Reid also said Mr. Bush should pledge not to pardon any aides convicted as a result of the investigation into the disclosure of CIA officer Valerie Plame's identity.
"There has not been an apology to the American people for this obvious problem in the White House," Reid said. He said Mr. Bush and Cheney "should come clean with the American public."
Reid added, "This has gotten way out of hand, and the American people deserve better than this."
Cheney's chief of staff, I. Lewis "Scooter" Libby, resigned Friday after he was indicted on five charges relating to statements he made to the FBI and a grand jury investigating the Plame leak.
Reid also said that Karl Rove, the president' closest political adviser, should step down. Rove has not been charged with a crime.
The closest the indictment comes to Rove is its discussion of an unnamed senior White House official who talked to columnist Robert Novak about Plame and discussed the matter with Libby. That could describe Rove.
The prosecutor in the CIA leak case has said his investigation is "not quite done," but declined comment on Rove during a news conference on Friday.
"If you ask me any name, I'm not going to comment on anyone named, because we either charged someone or we don't talk about them," Special Counsel
Patrick Fitzgerald said.
the Special Counsel's statement (.pdf).
When the investigation began, the White House denied that Rove had been involved. Mr. Bush promised to fire anyone on his staff responsible for such a leak. He later stepped back, saying just that he would remove aides who committed crimes.
"I think Karl Rove should step down," Reid said. "Here is a man who the president said if he was involved, if anyone in the administration was involved, out they would go."
Mr. Bush and Cheney gave glowing endorsements and expressed no criticism of Libby after the senior White House adviser was indicted, resigned and lost his security clearance.
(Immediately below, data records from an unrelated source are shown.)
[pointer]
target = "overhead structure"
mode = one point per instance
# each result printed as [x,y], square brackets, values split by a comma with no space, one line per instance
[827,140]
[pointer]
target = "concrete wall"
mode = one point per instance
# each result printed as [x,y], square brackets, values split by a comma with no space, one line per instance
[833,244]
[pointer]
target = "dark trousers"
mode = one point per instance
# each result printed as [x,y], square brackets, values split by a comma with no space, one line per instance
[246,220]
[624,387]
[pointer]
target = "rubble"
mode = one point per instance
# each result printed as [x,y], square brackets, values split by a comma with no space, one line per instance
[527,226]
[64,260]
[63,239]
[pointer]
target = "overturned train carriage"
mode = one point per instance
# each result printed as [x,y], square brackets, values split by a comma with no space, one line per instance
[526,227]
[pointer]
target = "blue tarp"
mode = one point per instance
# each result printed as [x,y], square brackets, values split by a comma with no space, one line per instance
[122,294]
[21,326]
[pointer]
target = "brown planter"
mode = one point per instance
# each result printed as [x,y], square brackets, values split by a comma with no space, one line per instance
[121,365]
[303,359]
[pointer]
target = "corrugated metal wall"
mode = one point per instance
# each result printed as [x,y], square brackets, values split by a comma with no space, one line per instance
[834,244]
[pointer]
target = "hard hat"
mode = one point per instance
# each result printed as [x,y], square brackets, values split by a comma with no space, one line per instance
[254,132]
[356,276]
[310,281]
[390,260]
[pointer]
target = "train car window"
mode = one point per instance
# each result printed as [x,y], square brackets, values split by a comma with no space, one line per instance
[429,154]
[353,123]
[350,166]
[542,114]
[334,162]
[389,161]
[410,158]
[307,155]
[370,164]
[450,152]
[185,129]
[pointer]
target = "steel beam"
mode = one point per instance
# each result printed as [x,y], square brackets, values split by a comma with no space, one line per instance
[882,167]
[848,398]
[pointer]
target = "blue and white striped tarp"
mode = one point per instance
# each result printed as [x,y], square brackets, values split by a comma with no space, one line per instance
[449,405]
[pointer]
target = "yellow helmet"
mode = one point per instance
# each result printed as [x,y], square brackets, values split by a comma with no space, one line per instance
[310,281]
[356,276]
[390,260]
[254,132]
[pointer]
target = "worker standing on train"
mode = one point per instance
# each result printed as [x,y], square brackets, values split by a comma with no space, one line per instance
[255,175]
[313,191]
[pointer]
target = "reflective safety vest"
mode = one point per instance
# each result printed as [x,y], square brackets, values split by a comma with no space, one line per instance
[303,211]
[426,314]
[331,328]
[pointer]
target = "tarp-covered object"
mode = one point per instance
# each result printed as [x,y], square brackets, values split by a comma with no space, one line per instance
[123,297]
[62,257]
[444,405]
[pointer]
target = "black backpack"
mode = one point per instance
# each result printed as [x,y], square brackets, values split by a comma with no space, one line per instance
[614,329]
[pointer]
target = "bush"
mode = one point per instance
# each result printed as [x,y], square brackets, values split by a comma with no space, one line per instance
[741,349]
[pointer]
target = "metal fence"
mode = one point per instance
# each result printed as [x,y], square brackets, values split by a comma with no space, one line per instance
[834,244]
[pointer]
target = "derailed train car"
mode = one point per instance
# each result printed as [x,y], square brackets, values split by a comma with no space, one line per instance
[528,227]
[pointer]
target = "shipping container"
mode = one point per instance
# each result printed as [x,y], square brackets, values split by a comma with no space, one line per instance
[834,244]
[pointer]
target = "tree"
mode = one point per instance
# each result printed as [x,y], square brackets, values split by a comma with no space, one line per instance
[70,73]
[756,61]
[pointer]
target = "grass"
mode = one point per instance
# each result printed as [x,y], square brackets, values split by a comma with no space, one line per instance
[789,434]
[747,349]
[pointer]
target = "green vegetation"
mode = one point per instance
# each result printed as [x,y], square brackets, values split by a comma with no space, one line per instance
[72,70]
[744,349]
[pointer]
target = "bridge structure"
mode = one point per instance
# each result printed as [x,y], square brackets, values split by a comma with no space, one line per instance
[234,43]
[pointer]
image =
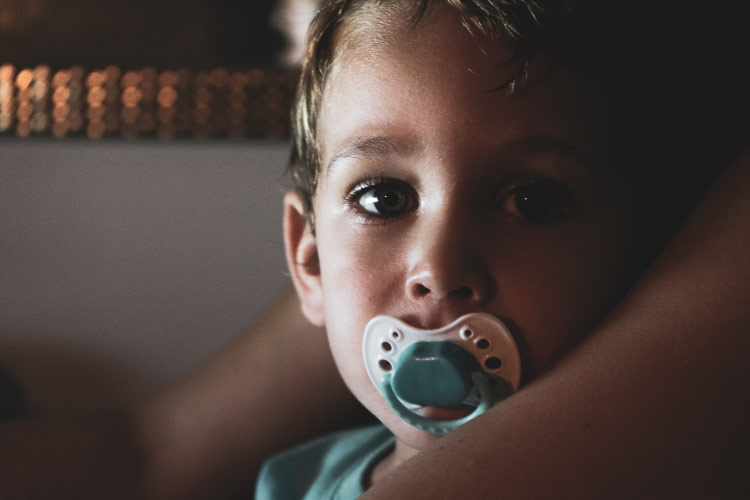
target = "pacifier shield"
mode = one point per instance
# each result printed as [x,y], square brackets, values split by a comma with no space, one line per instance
[415,368]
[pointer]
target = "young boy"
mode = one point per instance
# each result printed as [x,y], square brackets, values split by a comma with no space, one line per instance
[454,158]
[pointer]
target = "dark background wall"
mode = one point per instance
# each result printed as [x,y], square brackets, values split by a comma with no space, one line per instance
[199,34]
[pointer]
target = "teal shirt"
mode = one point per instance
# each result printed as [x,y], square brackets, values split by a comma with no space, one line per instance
[333,467]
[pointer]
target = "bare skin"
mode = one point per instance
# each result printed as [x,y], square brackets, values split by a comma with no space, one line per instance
[653,404]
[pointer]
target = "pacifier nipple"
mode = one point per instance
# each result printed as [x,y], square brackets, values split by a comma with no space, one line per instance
[473,361]
[434,374]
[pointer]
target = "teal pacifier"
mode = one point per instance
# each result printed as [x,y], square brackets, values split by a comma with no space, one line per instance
[473,361]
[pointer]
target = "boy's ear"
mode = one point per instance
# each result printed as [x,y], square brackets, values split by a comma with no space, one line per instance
[302,258]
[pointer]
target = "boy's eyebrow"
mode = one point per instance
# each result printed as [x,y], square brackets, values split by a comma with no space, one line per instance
[368,146]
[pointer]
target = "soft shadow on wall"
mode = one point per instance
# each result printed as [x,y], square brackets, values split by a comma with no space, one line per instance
[141,151]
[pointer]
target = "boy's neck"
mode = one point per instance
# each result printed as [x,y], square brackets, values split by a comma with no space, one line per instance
[401,453]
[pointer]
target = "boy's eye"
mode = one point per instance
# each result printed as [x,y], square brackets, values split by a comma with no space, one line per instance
[384,200]
[381,199]
[537,201]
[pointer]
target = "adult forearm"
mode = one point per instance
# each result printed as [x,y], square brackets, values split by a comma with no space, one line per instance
[274,387]
[654,404]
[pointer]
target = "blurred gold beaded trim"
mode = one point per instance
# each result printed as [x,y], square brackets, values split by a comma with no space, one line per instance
[169,104]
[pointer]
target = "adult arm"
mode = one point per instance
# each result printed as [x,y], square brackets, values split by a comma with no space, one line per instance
[654,404]
[205,438]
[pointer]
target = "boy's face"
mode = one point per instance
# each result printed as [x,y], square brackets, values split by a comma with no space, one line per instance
[440,196]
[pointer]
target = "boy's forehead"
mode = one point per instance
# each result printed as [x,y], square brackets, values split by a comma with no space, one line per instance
[380,80]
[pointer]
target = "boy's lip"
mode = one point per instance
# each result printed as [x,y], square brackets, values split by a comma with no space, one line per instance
[453,412]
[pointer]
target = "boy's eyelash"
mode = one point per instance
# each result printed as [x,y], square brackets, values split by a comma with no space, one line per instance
[361,186]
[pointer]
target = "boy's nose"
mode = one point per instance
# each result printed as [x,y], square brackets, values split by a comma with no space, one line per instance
[449,271]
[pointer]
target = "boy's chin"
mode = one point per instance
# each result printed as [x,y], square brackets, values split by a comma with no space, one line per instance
[443,413]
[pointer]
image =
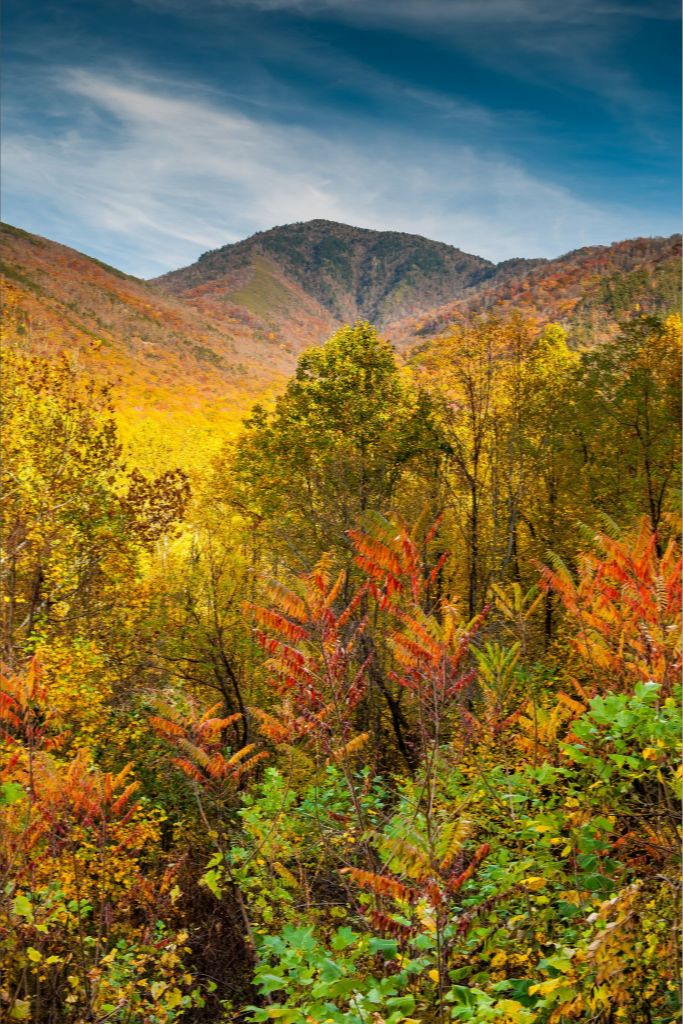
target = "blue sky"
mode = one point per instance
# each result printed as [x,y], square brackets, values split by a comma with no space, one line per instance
[146,131]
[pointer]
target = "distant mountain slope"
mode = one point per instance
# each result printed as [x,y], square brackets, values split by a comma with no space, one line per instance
[589,290]
[351,272]
[56,298]
[195,349]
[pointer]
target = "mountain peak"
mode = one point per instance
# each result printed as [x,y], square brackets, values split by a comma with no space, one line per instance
[351,272]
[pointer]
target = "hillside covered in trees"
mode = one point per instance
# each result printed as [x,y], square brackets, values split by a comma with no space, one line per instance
[368,713]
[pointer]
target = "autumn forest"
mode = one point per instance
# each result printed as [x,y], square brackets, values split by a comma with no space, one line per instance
[357,702]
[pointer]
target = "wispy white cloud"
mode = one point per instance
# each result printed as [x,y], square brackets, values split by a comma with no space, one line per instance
[154,175]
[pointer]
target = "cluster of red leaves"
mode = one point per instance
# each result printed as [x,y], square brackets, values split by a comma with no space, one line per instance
[626,605]
[200,739]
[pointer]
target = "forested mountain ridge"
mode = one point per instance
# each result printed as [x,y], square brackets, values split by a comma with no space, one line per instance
[353,272]
[195,348]
[365,710]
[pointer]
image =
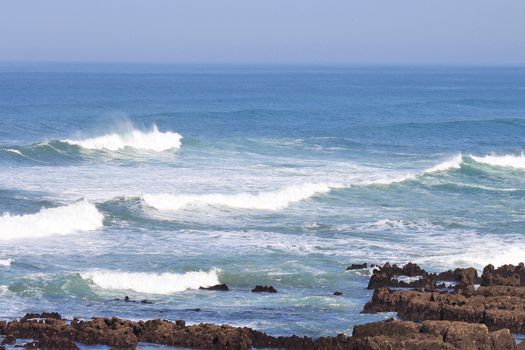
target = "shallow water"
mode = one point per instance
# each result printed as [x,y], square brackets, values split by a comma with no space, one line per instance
[151,181]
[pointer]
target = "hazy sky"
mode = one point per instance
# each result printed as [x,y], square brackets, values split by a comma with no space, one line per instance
[265,31]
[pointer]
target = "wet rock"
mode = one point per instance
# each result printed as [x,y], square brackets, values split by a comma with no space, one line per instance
[57,342]
[264,289]
[30,345]
[110,331]
[123,334]
[462,277]
[497,307]
[506,275]
[9,340]
[429,335]
[408,276]
[219,287]
[357,267]
[53,315]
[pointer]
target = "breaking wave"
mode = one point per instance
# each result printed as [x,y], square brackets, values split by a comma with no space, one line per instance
[272,200]
[153,140]
[511,161]
[6,262]
[453,163]
[76,217]
[152,283]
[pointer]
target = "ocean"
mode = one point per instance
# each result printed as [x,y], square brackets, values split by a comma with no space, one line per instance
[153,180]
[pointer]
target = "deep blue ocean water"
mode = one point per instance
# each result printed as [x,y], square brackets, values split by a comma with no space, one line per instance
[151,181]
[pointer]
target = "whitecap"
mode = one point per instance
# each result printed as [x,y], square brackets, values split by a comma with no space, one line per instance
[511,161]
[153,140]
[76,217]
[271,200]
[152,283]
[6,262]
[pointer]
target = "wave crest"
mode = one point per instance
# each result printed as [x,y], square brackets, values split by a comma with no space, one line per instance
[153,140]
[152,283]
[76,217]
[510,161]
[272,200]
[453,163]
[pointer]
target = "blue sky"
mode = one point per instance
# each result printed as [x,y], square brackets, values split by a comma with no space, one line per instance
[265,31]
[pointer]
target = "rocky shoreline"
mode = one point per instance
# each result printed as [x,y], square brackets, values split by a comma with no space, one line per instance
[450,310]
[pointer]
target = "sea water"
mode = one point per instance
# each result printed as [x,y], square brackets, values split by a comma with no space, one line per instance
[154,180]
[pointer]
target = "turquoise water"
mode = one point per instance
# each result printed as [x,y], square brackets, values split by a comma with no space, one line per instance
[151,181]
Cheney called Libby "one of the most capable and talented individuals I have ever known." Mr. Bush said Libby "has worked tirelessly on behalf of the American people and sacrificed much in the service to this country."
Reid said he was disappointed that Mr. Bush and Cheney expressed support for Libby in their public statements.
"The vice president issues this very terse statement praising Libby for all the great things he's done. Then we have the president come on camera a few minutes later calling him Scooter and what a great patriot he is," Reid told ABC's "This Week."
Sen. John Cornyn, R-Texas, said it was premature to discuss a presidential pardon because no one has been convicted in the investigation.
"People who actually were trying to use this, of course, to the president's political disadvantage, I think, are going to be disappointed by the fact that this appears to be limited to a single individual," Cornyn said.
Reid said the Libby indictment and other scandals in the Republican-led government, including the indictment of former House Majority Leader Tom DeLay of Texas and an investigation of Majority Leader Bill Frist of Tennessee, as well as 2,000 dead in Iraq and high energy prices have had a negative impact on the outlook of Americans.
"I think they're as disappointed as I am ... almost dejected," Reid said.
The president's overall job approval was at 39 percent in an Associated Press-Ipsos survey conducted in early October. The poll also found that only 28 percent of respondents said the country was headed in the right direction.
Sens. Lindsey Graham, R-S.C., and Charles Schumer, D-N.Y., said the White House should conduct its own investigation of the CIA leak. Graham, however, said allegations of illegal activity appeared to be focused only on Libby.
"I think the likelihood of Karl Rove being indicted in the future is virtually zero," Graham said on CBS' "Face the Nation."
"I think this will be seen in history and in politics as Mr. Libby giving false information, if proven, and it will not be about an effort by the vice president to disclose a CIA operative."
Schumer said the investigation showed Cheney's office was in a campaign to discredit Wilson's wife because of his criticism of the administration's use prewar intelligence about Iraq's weapons of mass destruction and that Rove, despite public statements to the contrary, had discussed Wilson's wife with reporters.
If necessary, Schumer said, the president should take Cheney "to the woodshed."
"The president, again, ought to have some nonpolitical person look into this and see what should be done," Schumer said. "The standard shouldn't just be escaping indictment."